Is there a way to Copy DVR recordings to an external hard drive and PC


----------



## BattleZone (Nov 13, 2007)

You can pay Dish a one-time, $40 activation fee to enable archiving to a USB external hard drive (it cannot be USB-powered, though; it needs it's own power supply).

You cannot copy this data to a PC. The only way to capture to PC is to hook it up to the analog outputs and capture in real-time, in SD only unless you have a Hauppauge HD-PVR.


----------



## slingvip (Apr 14, 2010)

What format is it once you have it archived on the external? Is there a way to convert it to play on a PC.


----------



## BattleZone (Nov 13, 2007)

slingvip said:


> What format is it once you have it archived on the external? Is there a way to convert it to play on a PC.


No. It's in a Linux-based EXT3 partition, and it's encrypted. There is no way the content providers would allow you to move that content to your PC; they're trying to get the analog outputs turned off or down-rezzed as it is.


----------



## harsh (Jun 15, 2003)

BattleZone said:


> The only way to capture to PC is to hook it up to the analog outputs and capture in real-time, in SD only unless you have a Hauppauge HD-PVR.


The Hauppauge is no longer the only game in town.

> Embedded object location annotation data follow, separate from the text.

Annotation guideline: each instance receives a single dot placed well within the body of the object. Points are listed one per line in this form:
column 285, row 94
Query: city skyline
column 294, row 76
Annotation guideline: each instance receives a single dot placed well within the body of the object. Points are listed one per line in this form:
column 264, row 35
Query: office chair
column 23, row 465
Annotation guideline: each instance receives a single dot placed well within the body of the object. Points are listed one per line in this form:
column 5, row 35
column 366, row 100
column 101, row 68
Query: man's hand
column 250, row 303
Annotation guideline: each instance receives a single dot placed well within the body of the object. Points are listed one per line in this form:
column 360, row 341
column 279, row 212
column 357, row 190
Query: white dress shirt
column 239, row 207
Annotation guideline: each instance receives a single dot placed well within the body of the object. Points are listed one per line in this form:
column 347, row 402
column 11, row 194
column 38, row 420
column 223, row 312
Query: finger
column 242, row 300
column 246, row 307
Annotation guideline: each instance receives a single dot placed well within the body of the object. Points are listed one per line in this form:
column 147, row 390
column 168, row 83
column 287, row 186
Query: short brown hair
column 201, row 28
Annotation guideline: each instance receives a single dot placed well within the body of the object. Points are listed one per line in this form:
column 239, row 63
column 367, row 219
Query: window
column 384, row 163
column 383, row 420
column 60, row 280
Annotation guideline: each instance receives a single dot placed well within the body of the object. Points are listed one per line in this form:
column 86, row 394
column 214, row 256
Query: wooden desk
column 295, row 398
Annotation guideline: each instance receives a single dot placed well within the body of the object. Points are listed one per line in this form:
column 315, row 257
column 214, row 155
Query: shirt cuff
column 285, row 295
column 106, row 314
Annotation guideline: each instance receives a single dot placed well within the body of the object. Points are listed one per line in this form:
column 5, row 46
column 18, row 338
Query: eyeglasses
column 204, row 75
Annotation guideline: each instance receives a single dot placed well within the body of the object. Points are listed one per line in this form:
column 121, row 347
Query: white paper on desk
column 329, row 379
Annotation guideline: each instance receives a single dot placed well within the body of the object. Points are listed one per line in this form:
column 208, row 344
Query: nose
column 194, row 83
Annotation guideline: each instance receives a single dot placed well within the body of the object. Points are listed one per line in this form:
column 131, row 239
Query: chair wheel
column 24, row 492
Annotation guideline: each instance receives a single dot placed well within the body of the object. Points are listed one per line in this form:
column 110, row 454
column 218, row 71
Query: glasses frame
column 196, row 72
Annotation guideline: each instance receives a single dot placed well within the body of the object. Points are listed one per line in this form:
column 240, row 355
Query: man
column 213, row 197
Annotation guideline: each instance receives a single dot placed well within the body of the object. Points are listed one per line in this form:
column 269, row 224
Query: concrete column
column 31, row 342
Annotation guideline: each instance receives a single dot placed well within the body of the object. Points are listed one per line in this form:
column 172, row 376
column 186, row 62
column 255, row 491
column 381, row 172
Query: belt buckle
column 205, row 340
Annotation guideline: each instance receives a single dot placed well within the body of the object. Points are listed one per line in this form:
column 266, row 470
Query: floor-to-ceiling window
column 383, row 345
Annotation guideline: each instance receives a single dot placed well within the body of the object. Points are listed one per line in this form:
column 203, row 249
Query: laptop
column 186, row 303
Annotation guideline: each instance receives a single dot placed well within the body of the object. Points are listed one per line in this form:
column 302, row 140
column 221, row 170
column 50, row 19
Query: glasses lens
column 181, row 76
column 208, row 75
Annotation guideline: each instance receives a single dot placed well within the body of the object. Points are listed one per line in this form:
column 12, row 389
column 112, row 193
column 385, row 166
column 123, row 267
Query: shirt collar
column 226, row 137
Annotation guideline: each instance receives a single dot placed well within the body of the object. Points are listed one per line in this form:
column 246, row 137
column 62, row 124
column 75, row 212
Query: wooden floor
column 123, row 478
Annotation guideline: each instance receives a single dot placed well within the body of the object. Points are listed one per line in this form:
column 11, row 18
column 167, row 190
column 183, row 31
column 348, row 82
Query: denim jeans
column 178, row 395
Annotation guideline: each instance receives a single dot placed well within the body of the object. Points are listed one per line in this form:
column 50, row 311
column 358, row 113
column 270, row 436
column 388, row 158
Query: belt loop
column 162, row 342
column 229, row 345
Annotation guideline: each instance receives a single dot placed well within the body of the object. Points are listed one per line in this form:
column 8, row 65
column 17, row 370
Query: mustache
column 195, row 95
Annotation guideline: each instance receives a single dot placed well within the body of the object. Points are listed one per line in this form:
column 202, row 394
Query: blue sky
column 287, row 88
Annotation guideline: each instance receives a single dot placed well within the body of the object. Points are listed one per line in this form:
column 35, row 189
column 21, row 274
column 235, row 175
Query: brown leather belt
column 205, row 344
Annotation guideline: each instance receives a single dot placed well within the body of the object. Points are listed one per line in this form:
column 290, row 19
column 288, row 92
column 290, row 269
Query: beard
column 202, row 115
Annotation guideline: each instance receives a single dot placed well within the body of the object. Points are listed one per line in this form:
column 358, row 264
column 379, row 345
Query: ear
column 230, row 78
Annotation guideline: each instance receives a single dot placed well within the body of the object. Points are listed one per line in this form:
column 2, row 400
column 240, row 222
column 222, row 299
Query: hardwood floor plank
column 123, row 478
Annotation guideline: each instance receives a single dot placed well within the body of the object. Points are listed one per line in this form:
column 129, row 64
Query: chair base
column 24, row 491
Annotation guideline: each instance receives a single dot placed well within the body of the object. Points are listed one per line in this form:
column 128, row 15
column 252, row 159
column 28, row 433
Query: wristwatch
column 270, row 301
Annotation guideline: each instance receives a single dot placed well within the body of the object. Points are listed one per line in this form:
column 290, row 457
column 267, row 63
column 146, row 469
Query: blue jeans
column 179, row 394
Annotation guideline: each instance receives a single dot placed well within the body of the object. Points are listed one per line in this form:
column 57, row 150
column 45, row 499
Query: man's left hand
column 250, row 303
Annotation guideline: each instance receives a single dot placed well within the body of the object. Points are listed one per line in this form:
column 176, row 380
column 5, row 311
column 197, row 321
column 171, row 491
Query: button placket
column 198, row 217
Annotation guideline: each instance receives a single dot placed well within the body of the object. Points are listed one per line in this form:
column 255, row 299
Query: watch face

Avermedia offers a unit at half the price that claims to do essentially the same thing.


----------



## BattleZone (Nov 13, 2007)

News to me, so thanks! Learn something everyday! 

I don't have my HTPC fully set up as I'm bouncing around the country, but eventually I want to have some DirecTV HD fed into it, so another solution is welcome.


----------



## bnborg (Jun 3, 2005)

harsh said:


> The Hauppauge is no longer the only game in town. Avermedia offers a unit at half the price that claims to do essentially the same thing.


Yes, I have an Avermedia HD DVR. I have seen it work.

But it takes a lot of PC to run well. The extended test I ran was jerky on playback. I am still working on it.


----------



## BattleZone (Nov 13, 2007)

Really? The Hauppauge has a hardware AVC encoder, and I would have thought that the Avermedia would too. Maybe it's just a bad driver. The HD-PVR has been out for, what, almost 3 years already, so they've had time to work out the driver issues.


----------



## harsh (Jun 15, 2003)

The requirements seem to be similar but the Hauppauge may have a little more mustard as it is a USB device versus the AverMedia being a PCIE card.


----------